Так вот они и сидели за мраморным столиком кафе, в просторной нише у высокого окна, Альфред – на черном стуле, Георг – на обитом тканью диванчике, причем вел беседу Георг, а Альфред сидел, зажав ладони между коленями, опустив голову и слушая его. И одновременно не слушая! Он был возбужден, и чувства его противоречили друг другу, почти непроизвольно мысли устремлялись во все стороны, хотя он и пытался укоротить их и держать в узде, они разлетались, словно искры из костра.

Тетя Виктория к началу учебы подарила Альфреду новый костюм, и в придачу рубашку с галстуком и черные ботинки, которые, правда, жали ему ноги.
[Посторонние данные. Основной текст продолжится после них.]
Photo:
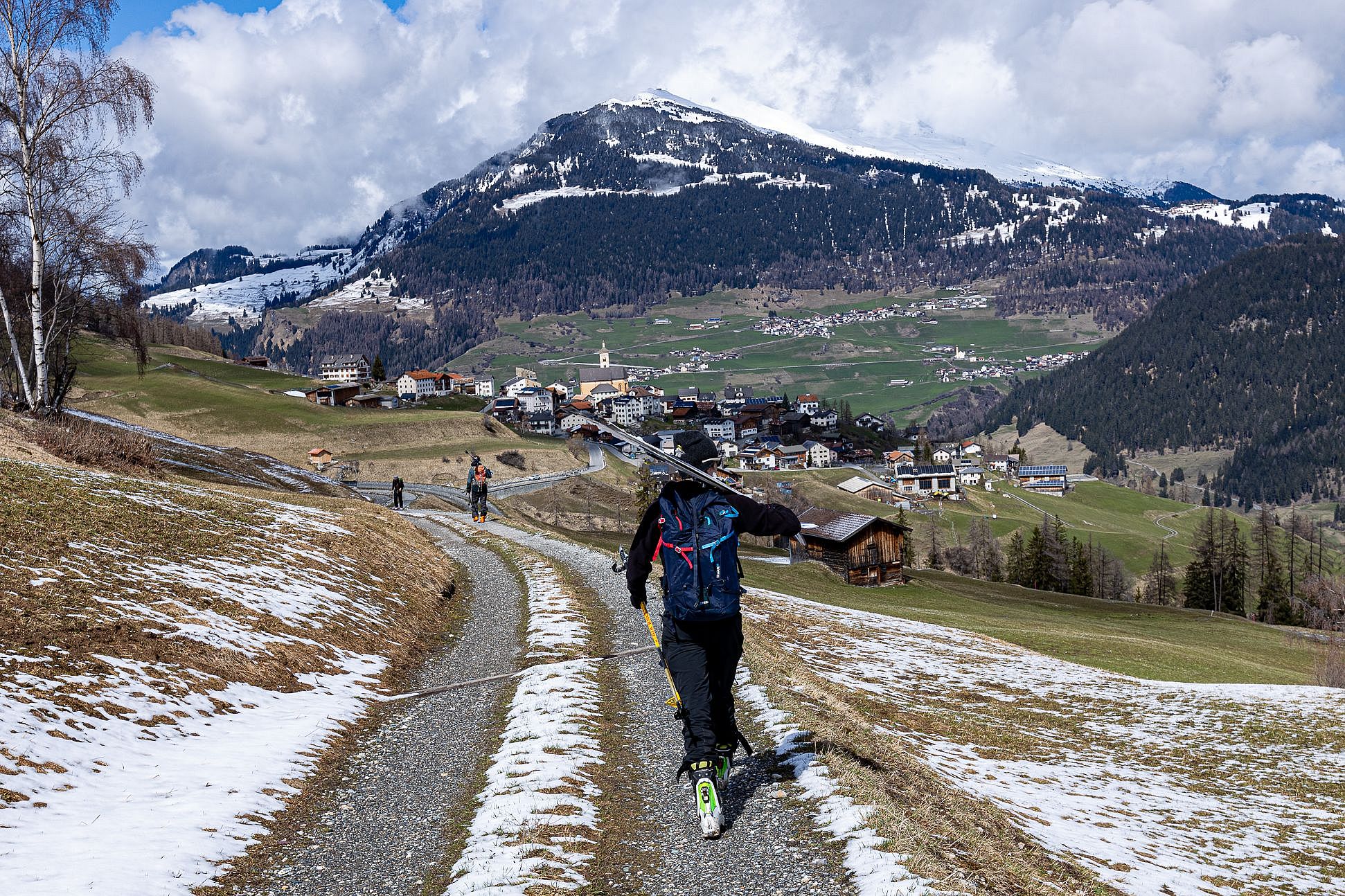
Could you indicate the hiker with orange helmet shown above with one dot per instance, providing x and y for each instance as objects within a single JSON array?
[{"x": 476, "y": 487}]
И вот он восседал во всем великолепии, рубашка на груди сияла белизной, носы тесных ботинок отливали блеском.

И пока Альфред дивился тому, как ведет себя Георг, как он говорит, как естественно соотносятся друг с другом движения его рук и улыбка на губах, сам Георг восхищался тем, как одет его друг, и даже немного завидовал ему, потому что сам был одет в свои старые вещи, которые ему совсем не нравились.

Однако оба они друг другом восхищались, потому что оба сидели сейчас в кафе на венском Ринге, далеко-далеко от своих земляков, от своего родного гнезда, которое стремительно от них удалялось, словно планета, которая, стоит ее только покинуть, сразу уносится в бесконечное пространство и там, как кажется, исчезнет скоро навсегда.

На следующее утро Георг и Альфред записались в университет, на юридический факультет. Через несколько месяцев Георг перешел в Институт мировой торговли; его это направление интересовало больше.

В здании университета – наряду с огромными и угрюмыми объемами, предстающими взору снаружи, и необозримостью внутреннего устройства здания с его лестницами, переходами, лекционными залами, кабинетами и библиотеками, – Альфреда больше всего поразил треугольный портик, тимпан над лоджией, под которой был вход в вестибюль университета; эта каменная форма там, наверху, мощная, соразмерная и тяжелая, которая держалась неизвестно как на подпиравшей ее рустике, с самого первого дня олицетворяла для Альфреда университет и науку в целом.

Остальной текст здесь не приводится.